I wrote home a sixth time and my aunt's daughter, Sharon Bailey, who lives in Houston, had a son that had been incarcerated. So she was a little bit more familiar with how to handle the system than they were. And she called and she was, you know, very demanding to know what was happening and, "Why weren't you getting protection." And they said, "Okay, we'll look into this and he'll be alright and this, that and the other, nothing's wrong, we've investigated, blah blah blah blah blah," and gave her the run-around. I'd write her another month and tell her to call again and they'd say the same thing. Another month, the same thing. Finally they were just, [their hands was wringed], like, you know — "There's nothing we can do, every time we call these people are stonewalling us." So the seventh time going to UCC, I went in and had to go in in make up before the committee. And that's when the classification committee had insulted me and they told me, "Oh, you're just a dirty tramp. Get that make up off your face. You want this shit, this is what you want. This is what you need. If that's what you're getting that's what you're supposed to be getting."

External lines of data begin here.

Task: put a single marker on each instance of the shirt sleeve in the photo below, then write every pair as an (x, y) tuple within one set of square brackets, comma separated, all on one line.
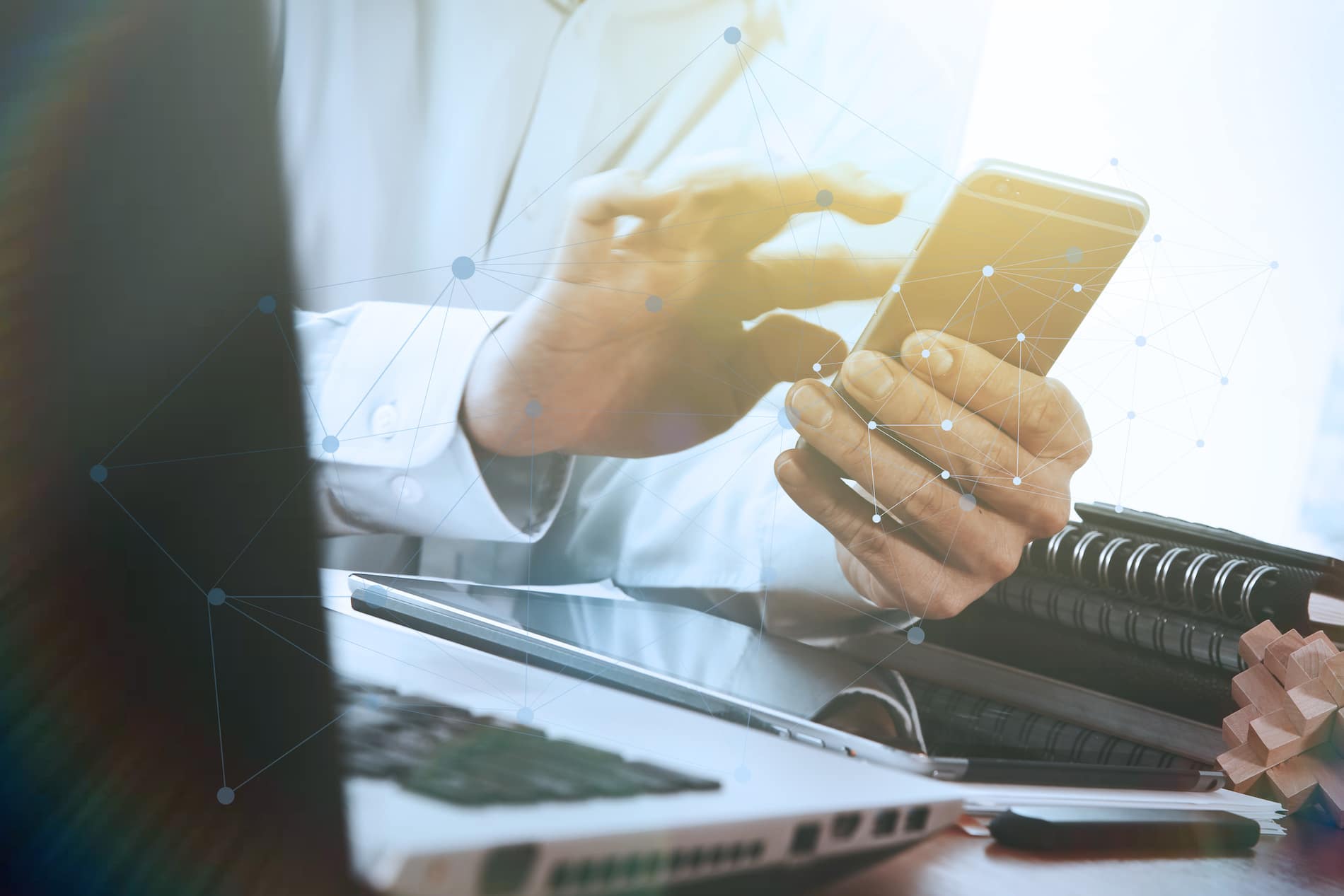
[(385, 388)]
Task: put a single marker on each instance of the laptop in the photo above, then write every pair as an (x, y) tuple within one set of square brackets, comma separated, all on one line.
[(168, 726), (472, 773)]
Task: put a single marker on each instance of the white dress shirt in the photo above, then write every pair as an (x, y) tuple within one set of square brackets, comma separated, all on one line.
[(418, 132)]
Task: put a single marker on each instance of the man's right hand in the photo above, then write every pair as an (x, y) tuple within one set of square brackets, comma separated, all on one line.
[(636, 343)]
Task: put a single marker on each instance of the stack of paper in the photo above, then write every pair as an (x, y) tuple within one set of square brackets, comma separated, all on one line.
[(991, 800)]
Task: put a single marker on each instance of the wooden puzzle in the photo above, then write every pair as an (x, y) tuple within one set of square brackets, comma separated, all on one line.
[(1287, 742)]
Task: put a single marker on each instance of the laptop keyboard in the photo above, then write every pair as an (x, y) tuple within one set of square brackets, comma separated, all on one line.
[(451, 754)]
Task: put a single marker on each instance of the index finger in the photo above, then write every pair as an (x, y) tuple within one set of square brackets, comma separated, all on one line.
[(1041, 413), (842, 187)]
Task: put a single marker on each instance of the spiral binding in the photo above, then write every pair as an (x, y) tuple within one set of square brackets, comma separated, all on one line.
[(1200, 582)]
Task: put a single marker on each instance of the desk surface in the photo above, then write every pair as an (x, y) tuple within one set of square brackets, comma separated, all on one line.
[(1308, 860)]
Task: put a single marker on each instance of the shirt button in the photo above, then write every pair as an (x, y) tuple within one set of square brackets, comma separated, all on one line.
[(385, 421), (407, 491)]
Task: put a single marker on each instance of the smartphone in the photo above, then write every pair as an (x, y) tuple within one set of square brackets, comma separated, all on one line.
[(1014, 262)]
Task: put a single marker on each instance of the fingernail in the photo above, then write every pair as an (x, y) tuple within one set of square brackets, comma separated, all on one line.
[(789, 472), (924, 351), (809, 402), (867, 373)]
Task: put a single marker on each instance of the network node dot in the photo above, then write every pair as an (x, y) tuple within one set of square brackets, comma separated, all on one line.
[(463, 267)]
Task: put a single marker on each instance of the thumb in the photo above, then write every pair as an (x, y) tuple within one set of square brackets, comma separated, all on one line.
[(784, 348)]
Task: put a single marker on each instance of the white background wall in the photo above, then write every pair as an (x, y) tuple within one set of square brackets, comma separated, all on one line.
[(1227, 119)]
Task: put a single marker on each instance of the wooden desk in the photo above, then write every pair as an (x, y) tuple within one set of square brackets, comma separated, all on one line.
[(1309, 860)]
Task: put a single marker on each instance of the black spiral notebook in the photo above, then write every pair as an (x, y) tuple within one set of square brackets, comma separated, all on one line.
[(1191, 569), (1147, 628), (961, 724)]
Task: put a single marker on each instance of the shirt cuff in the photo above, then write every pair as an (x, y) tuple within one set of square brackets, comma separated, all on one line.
[(385, 388)]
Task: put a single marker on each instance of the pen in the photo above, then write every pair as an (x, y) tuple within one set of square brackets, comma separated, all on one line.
[(1066, 774)]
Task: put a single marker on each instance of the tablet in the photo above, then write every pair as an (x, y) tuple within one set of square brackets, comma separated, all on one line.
[(654, 649)]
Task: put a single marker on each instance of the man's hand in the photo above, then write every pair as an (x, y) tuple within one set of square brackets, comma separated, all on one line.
[(1007, 443), (636, 343)]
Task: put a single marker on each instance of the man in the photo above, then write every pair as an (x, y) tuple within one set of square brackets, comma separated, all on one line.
[(632, 343)]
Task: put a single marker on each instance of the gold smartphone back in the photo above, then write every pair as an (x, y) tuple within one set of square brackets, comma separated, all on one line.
[(1014, 264)]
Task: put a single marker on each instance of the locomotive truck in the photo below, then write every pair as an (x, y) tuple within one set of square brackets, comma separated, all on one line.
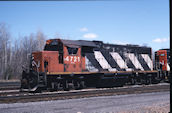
[(76, 64)]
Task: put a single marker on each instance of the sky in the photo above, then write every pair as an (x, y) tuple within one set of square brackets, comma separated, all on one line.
[(139, 22)]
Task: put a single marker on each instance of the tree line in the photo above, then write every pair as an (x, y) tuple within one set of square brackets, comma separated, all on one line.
[(14, 53)]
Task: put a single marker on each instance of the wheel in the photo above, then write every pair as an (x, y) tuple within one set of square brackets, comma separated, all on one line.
[(66, 86)]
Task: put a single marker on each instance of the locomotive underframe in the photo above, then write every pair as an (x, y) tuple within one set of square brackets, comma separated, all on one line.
[(79, 80)]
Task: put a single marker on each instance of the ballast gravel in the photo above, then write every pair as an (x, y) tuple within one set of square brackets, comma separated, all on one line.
[(133, 103)]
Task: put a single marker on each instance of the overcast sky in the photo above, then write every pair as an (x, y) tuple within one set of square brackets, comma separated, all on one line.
[(141, 22)]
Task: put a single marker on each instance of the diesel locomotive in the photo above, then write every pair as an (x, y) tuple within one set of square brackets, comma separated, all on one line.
[(76, 64)]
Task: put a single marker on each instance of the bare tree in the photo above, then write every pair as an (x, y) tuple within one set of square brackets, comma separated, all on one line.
[(4, 50)]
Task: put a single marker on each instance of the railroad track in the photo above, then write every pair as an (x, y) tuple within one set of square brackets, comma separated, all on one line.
[(9, 85), (28, 97)]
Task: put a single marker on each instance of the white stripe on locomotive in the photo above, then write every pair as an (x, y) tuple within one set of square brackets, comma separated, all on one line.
[(119, 60), (134, 60), (102, 61), (148, 60), (89, 65)]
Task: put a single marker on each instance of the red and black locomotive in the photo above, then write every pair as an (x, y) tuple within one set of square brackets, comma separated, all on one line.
[(66, 64)]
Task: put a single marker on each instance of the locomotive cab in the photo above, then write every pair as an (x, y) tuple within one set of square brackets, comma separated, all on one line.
[(162, 62), (58, 56)]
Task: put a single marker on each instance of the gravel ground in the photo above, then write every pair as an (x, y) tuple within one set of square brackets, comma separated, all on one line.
[(133, 103)]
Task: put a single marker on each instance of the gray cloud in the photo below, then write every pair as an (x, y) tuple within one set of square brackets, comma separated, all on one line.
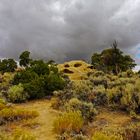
[(68, 29)]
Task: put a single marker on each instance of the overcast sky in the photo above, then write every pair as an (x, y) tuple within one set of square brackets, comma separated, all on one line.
[(68, 29)]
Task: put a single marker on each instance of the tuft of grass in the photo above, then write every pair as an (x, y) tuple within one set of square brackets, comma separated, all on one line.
[(71, 121), (11, 114)]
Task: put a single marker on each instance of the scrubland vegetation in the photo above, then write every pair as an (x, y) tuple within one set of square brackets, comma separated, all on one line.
[(80, 93)]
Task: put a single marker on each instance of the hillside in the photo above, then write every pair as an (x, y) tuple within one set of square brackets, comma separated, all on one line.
[(106, 102), (76, 69)]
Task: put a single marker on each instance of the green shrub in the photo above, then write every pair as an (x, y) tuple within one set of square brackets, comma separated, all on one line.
[(12, 114), (53, 82), (16, 94), (70, 122), (24, 76), (22, 135), (35, 88), (87, 110)]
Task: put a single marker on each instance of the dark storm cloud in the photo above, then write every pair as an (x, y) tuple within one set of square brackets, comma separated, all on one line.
[(68, 29)]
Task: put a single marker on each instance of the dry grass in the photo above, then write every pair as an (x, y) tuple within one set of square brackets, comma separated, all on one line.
[(78, 67), (41, 127)]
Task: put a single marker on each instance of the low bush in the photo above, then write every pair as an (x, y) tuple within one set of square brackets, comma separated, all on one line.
[(11, 114), (69, 122), (22, 135), (16, 94), (18, 135), (87, 110), (102, 136)]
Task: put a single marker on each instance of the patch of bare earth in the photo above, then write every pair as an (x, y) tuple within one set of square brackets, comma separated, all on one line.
[(43, 131)]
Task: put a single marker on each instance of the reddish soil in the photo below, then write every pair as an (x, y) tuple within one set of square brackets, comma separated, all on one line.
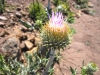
[(85, 44)]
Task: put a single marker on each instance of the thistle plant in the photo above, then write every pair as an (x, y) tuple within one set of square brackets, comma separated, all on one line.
[(2, 5), (55, 35)]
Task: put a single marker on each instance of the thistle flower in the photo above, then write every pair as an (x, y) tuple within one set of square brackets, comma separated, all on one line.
[(55, 34)]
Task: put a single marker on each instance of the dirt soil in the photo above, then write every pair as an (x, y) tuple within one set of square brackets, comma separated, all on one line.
[(85, 44)]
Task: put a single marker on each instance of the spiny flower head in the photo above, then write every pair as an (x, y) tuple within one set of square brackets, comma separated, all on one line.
[(55, 32)]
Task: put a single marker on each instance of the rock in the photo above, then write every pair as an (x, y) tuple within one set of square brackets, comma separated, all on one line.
[(3, 18), (11, 47), (90, 5), (18, 14), (2, 24), (28, 44), (33, 50), (89, 11)]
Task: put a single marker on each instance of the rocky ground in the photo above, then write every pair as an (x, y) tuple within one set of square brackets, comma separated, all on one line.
[(15, 38)]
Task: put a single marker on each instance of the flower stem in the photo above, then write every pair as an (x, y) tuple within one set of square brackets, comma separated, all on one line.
[(49, 63)]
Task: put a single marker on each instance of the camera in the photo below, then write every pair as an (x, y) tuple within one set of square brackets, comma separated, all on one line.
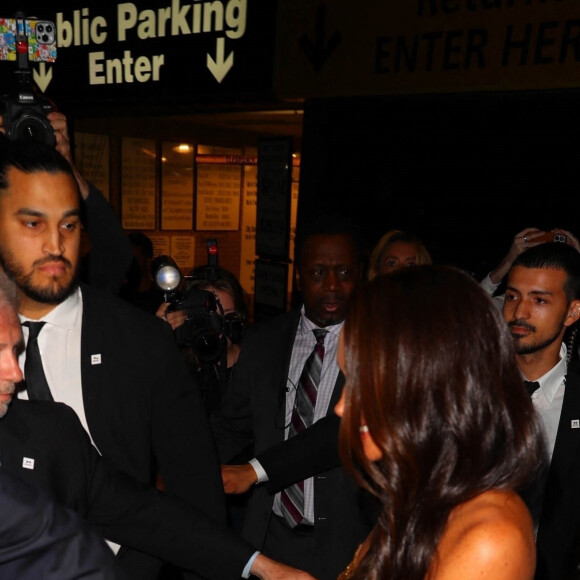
[(24, 115), (24, 111), (206, 328)]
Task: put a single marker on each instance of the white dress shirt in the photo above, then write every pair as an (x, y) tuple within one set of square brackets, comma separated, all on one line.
[(59, 343), (549, 397), (303, 346)]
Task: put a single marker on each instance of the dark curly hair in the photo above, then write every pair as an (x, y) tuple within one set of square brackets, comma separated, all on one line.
[(430, 365)]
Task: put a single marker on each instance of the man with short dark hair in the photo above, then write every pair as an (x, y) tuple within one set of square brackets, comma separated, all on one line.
[(43, 443), (542, 301), (117, 367), (264, 405)]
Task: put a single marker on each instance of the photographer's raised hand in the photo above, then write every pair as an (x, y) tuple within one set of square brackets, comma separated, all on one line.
[(60, 126)]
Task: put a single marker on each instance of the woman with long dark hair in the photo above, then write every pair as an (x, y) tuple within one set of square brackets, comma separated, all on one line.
[(436, 423)]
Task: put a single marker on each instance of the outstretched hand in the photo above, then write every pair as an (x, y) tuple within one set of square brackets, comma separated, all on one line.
[(268, 569), (238, 478)]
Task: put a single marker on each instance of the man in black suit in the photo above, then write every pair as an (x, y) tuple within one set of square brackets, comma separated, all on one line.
[(258, 404), (542, 301), (43, 443), (117, 367), (42, 540)]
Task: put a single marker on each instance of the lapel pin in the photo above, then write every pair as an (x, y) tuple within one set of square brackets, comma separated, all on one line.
[(28, 463)]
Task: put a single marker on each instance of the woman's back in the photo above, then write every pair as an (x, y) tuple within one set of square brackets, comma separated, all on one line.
[(490, 536)]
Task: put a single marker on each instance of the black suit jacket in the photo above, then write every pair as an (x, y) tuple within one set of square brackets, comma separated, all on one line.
[(143, 407), (44, 444), (42, 540), (252, 411), (559, 527)]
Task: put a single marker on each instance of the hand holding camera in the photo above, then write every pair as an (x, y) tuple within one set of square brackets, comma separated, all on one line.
[(24, 109)]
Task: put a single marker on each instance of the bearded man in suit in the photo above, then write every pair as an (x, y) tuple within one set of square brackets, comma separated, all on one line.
[(258, 406), (117, 367)]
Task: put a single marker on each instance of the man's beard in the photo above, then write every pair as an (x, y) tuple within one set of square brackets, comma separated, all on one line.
[(4, 404), (534, 346), (43, 295)]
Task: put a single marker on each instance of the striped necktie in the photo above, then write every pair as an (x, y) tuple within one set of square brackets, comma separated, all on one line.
[(302, 415)]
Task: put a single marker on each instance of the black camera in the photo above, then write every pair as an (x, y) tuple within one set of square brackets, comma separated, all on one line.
[(206, 328), (24, 115), (24, 111)]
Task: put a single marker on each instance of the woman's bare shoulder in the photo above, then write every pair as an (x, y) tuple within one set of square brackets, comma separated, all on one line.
[(490, 536)]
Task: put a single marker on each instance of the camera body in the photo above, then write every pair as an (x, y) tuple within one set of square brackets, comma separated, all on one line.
[(23, 110), (24, 115)]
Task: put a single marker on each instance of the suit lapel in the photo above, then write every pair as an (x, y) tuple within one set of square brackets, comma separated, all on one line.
[(14, 435), (567, 445), (289, 335), (92, 360)]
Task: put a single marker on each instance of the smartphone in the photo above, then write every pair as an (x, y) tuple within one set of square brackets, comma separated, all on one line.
[(550, 237), (41, 36)]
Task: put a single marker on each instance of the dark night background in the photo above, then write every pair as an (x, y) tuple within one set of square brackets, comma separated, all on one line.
[(464, 172)]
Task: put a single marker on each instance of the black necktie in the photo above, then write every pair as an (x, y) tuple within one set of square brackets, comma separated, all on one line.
[(302, 415), (34, 376), (531, 387)]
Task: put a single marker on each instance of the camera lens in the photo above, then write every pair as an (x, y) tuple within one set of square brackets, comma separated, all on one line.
[(29, 126)]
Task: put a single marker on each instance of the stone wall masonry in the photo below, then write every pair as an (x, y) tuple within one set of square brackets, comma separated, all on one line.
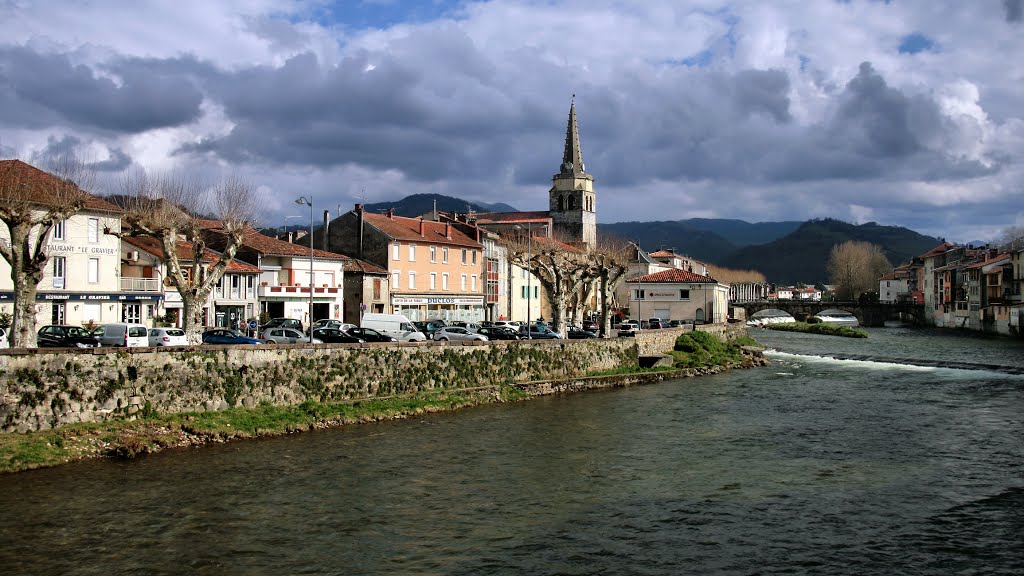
[(40, 389)]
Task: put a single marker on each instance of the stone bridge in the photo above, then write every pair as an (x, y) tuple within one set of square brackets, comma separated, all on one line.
[(868, 314)]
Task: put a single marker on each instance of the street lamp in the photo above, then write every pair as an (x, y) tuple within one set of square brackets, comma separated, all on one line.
[(529, 256), (300, 201)]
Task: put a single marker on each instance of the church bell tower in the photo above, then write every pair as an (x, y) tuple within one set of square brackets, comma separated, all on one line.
[(572, 203)]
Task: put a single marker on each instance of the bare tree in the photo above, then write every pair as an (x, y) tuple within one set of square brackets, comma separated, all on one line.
[(171, 208), (855, 269), (32, 202)]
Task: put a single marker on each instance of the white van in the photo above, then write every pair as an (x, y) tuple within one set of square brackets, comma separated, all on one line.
[(394, 325), (124, 334)]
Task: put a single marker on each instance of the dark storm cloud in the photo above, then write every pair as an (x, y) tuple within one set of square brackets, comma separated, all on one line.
[(1015, 9), (43, 88)]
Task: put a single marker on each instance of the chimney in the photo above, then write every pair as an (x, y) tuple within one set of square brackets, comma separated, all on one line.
[(358, 213), (327, 228)]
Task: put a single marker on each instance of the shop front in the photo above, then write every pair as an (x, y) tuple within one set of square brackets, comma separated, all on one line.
[(466, 309)]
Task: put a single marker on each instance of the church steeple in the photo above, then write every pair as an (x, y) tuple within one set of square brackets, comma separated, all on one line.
[(572, 155)]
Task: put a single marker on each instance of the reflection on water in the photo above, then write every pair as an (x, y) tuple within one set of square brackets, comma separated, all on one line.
[(809, 465)]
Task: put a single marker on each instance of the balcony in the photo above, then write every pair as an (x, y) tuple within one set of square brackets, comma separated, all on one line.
[(140, 284)]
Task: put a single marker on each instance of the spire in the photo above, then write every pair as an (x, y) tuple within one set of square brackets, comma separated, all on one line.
[(572, 156)]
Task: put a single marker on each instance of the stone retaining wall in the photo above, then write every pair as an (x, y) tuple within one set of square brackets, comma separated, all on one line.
[(40, 389)]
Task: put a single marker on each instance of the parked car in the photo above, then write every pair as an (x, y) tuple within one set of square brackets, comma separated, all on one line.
[(499, 333), (125, 334), (288, 336), (282, 323), (629, 329), (168, 337), (326, 323), (428, 327), (538, 332), (67, 337), (471, 326), (458, 333), (371, 335), (335, 335), (228, 336)]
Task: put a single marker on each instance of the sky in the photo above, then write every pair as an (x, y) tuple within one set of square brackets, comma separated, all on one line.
[(903, 113)]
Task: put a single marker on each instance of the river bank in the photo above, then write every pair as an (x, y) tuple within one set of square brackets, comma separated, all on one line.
[(151, 433)]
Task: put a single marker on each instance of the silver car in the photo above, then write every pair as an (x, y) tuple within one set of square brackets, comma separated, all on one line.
[(287, 336), (457, 333)]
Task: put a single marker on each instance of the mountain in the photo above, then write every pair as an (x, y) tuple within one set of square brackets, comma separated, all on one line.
[(803, 255), (422, 203), (705, 239)]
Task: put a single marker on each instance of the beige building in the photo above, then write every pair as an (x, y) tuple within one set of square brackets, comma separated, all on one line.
[(82, 280), (678, 294)]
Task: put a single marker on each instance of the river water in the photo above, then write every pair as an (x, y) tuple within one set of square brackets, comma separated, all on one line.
[(811, 465)]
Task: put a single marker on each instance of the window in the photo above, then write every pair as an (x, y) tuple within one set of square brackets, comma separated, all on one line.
[(59, 263)]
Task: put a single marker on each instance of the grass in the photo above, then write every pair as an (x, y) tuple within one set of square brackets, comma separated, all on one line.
[(132, 438), (822, 328)]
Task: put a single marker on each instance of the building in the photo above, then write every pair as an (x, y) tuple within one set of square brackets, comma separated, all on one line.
[(82, 280), (678, 294), (437, 269)]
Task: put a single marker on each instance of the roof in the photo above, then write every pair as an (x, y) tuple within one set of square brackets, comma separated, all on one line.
[(184, 252), (673, 277), (512, 217), (271, 246), (356, 265), (41, 186), (403, 228)]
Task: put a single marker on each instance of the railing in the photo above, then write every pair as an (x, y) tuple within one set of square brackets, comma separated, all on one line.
[(139, 284)]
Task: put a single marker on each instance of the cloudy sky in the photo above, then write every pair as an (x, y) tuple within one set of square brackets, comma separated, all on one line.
[(905, 113)]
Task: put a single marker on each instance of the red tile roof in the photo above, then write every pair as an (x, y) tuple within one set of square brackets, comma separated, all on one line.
[(41, 184), (673, 277), (184, 250), (402, 228), (271, 246)]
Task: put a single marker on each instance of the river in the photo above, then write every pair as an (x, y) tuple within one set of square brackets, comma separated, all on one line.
[(865, 464)]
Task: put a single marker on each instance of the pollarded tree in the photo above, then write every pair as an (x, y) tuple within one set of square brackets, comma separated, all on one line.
[(172, 209), (32, 203), (855, 269)]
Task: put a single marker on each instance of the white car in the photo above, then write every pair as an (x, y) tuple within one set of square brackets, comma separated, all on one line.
[(457, 333), (287, 336), (168, 337)]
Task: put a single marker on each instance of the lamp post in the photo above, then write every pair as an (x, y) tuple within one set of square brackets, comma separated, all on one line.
[(529, 257), (300, 201)]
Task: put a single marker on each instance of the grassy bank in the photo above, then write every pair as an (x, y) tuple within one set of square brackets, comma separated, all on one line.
[(158, 432), (819, 328)]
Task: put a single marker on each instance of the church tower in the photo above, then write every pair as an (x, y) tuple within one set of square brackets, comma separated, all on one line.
[(572, 204)]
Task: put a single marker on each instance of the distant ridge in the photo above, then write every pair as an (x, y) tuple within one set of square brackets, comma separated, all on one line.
[(422, 203)]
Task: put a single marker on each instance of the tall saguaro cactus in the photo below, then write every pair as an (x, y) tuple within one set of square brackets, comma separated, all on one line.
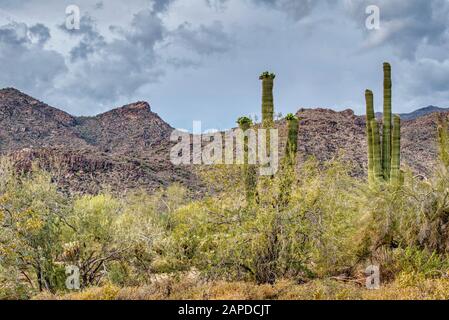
[(377, 152), (249, 170), (267, 99), (292, 137), (386, 131), (384, 157), (395, 176), (287, 176), (369, 132)]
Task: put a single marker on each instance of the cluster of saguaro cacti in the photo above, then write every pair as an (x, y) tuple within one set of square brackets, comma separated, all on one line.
[(384, 157), (249, 170)]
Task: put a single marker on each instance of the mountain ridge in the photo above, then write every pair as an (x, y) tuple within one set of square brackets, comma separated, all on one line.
[(128, 147)]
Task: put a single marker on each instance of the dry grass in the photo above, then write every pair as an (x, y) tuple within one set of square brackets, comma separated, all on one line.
[(406, 287)]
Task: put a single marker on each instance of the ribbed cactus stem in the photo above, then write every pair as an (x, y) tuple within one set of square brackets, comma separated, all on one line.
[(386, 131), (292, 138), (377, 157), (249, 170), (369, 132), (395, 177), (443, 140), (267, 99)]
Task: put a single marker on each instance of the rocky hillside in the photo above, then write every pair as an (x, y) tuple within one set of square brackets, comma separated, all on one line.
[(128, 147), (325, 133)]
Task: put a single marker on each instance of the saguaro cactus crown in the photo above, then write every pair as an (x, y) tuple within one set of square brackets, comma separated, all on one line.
[(383, 156), (267, 99)]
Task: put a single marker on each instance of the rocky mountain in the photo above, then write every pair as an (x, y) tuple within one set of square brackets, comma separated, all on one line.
[(325, 133), (418, 113), (128, 147), (422, 112)]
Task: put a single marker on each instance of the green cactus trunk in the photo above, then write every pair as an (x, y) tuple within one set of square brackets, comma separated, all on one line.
[(384, 155), (249, 170), (395, 177), (377, 157), (292, 139), (267, 99), (443, 140), (386, 131), (369, 132)]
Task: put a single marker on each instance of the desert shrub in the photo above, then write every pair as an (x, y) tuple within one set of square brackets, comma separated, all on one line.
[(224, 238), (32, 213)]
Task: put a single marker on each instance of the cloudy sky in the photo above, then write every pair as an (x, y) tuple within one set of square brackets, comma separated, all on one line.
[(200, 59)]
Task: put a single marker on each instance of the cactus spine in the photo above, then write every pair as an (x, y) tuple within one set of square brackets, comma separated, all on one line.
[(249, 170), (267, 99), (386, 132), (369, 132), (384, 157)]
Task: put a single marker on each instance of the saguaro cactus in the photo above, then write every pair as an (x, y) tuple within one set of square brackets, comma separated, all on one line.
[(267, 99), (377, 157), (395, 176), (386, 131), (443, 139), (292, 138), (369, 132), (249, 170), (384, 157)]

Right when I had got to Allred the first thing that was told to me in the first, initial, Unit Classification Committee which puts you in housing, was that, "Don't touch my white boys on this unit." And I said "Well, I'm a homosexual and I'm supposed to be in safekeeping." And he said, "Well, we don't protect punks on this farm." And they didn't. And at that point, I think like the eighth time going to UCC, it was a form of more insults. This time the warden said, "Well, I can't believe all of these Crips and Bloods is letting no Black be used by Hispanics and Whites. Why don't you just go down there and get one of them to protect you?" And I said, "Well why do I have to have gangs protect me? I came into here over and over and over and told you what was going on." And he says, "Well, maybe you have to learn how to fight because there's nothing that says Black homosexuals can't make it in general population." And I said, "So you're telling me I need to go down here and fight to survive, to live?" And he said, "Woah now, I didn't tell you to go down there and use a weapon, I just said go down there and fight." So this is the eighth time, and I did.
When I went down there and fought, I was locked up, I was stripped up, all of my line class status which basically would have helped me make parole — I was put in solitary confinement for fifteen days, and basically put in a disciplinary dorm which was medium custody, which is the worse building, which means everything intensified. That's when I was sold to the Texas Mafia. But the leader of the Texas Mafia that I was sold to was — understood my plight. And that was the first time that the ACLU was coming in as part of the Ruiz lawsuit, and it was the ACLU of Texas. And the leader of that gang actually said, "I'm just doing this because I don't think this is right, what's going on with you." So he was the first sympathetic pimp that I ever had. He made things seem as though I was being abused by him, that he had control, that he was in charge and, I mean, he role played. And the ACLU was just going around interviewing people but they couldn't take any kind of action to help anybody. So he told the ACLU people, they were like, "Do you know people that's been raped?" And he said, "Yeah, that homosexual upstairs up there has been raped numerous times. Went to UCC and they didn't do nothing." So Meredith Martin Roundtree came and talked to me, but there was nothing she could do.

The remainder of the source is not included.